Buddhism and Music

by Rev. Marvin Harada.

Right now I am enjoying attending our fall BEC class on “Buddhism and Music” taught by our guest instructor, Rev. Peter Hata, of the Higashi Honganji Buddhist Temple in Los Angeles. Rev. Hata is a most qualified person to be teaching this course. He is the former lead guitarist of the jazz fusion group, “Hiroshima,” that I know many of you are familiar with. Rev. Hata has not only been a professional musician, but after leaving the group Hiroshima, he went on to teach jazz and music at the collegiate level. He is an accomplished musician and is teaching Buddhism through the music that he loves. I think this is a wonderful way of teaching and sharing Buddhism.

As we have been learning in his class, many songs and lyrics express the essential teachings of Buddhism. I was surprised to see the teachings of Buddhism in the music and lyrics of many popular, contemporary singers and musicians, like K.D. Lang, and the Beastie Boys. I was even more surprised to learn that those singers and musicians also claim to be Buddhists themselves. I am sure you have heard on the radio, the song, “Constant Craving,” by K.D. Lang, that was popular some years ago. The lyrics to that song clearly express the Buddhist teachings of attachment and greed, the causes of our suffering. We also studied a song by the Beastie Boys (a group I was not so familiar with), that was totally about the bodhisattva ideal.

I used to dream that someday in the future, we will have “American” Buddhists who will express and share Buddhism through literature, art, poetry, music, or movies. I have learned in this class that that day has already arrived, and that there are contemporary Buddhists who are expressing Buddhism through all kinds of mediums.

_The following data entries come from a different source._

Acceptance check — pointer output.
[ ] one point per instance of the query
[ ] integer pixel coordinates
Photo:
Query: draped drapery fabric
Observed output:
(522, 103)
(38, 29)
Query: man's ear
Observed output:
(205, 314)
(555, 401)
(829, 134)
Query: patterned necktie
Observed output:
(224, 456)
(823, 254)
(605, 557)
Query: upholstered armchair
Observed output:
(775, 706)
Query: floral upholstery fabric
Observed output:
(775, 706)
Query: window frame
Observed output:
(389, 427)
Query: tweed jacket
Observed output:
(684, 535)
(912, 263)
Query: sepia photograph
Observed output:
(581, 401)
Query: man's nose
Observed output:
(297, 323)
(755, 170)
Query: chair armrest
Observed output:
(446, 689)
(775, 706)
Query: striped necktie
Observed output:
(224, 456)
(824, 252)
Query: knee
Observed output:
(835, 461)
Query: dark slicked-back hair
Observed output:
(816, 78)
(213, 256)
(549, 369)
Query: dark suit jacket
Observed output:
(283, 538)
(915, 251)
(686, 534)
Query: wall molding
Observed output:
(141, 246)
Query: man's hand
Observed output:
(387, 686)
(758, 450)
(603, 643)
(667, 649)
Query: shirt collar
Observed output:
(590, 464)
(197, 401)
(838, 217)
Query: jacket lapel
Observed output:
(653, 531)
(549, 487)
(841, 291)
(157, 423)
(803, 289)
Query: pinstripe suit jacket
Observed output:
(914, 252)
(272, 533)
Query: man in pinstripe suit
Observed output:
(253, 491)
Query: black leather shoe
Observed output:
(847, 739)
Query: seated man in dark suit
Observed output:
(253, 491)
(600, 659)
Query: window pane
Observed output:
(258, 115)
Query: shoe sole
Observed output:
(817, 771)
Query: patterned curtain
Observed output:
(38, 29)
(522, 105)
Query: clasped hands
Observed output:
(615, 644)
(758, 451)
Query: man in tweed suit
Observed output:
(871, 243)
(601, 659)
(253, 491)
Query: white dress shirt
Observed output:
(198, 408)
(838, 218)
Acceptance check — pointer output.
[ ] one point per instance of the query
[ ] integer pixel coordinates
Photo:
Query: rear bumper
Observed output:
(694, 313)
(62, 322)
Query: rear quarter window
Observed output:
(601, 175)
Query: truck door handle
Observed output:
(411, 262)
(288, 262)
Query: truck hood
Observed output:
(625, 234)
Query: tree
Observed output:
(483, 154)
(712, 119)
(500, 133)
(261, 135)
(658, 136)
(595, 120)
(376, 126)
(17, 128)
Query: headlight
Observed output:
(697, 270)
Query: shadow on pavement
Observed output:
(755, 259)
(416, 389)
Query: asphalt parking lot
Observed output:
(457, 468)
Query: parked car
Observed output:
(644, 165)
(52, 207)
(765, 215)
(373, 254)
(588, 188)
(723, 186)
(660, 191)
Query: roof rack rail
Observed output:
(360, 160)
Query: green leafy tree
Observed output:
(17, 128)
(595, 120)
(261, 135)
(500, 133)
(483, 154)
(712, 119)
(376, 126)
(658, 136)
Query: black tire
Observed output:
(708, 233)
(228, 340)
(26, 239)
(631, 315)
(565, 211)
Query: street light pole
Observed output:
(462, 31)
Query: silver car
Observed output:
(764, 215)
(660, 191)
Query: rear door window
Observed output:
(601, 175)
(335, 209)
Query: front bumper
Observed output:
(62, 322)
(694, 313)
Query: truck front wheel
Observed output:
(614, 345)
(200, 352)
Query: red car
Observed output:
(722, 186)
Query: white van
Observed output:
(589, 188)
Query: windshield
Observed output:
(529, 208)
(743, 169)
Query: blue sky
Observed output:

I wanted to share with all of you for my article, a favorite song of mine that to me expresses the Buddhist teaching of impermanence. It is the song, “Everything must change.” I first heard this song on a George Benson album, but the original composer and performer was Benard Ighner. I would like to share the lyrics to that song:

 

“Everything Must Change”

Everything must change

Nothing stays the same

Everyone must change

No one stays the same

 

The young become the old

And mysteries do unfold

Cause that’s the way of time

Nothing and no one goes unchanged

 

There are not many things in life

You can be sure of

Except rain comes from the clouds

Sun lights up the sky

And hummingbirds do fly

 

Winter turns to spring

A wounded heart will heal

But never much too soon

Yes everything must change

 

The young become the old

And mysteries do unfold

Cause that’s the way of time

Nothing and no one goes unchanged

 

There are not many things in life

You can be sure of

Except rain comes from the clouds

Sun lights up the sky

And butterflies do fly

 

Rain comes from the clouds

Sun lights up the sky

And music

And music

Makes me cry

 

How true these lyrics speak to our life. The young become the old........How swiftly life passes. The days of our youth seem like yesterday, and now we worry about medicare and our failing health. A wounded heart will heal, but never much too soon.......So beautifully put, isn’t it? We all know that time heals, and that the sadness or tragedy that we might be facing will eventually change, but never too soon for our broken hearts. Yes everything must change....As much as we want things to remain the same, it all changes. Our kids grow up, our parents age, relationships go through changes, our companies and our jobs go through transitions. How do we deal with all the changes? Buddhism says we must accept it, truly accept it, become one with it in our life. Change is neither good nor bad. It simply is the truth of life. Our inability to accept or realize this truth of change will result in our suffering and unhappiness. This is the fundamental teaching of impermanence.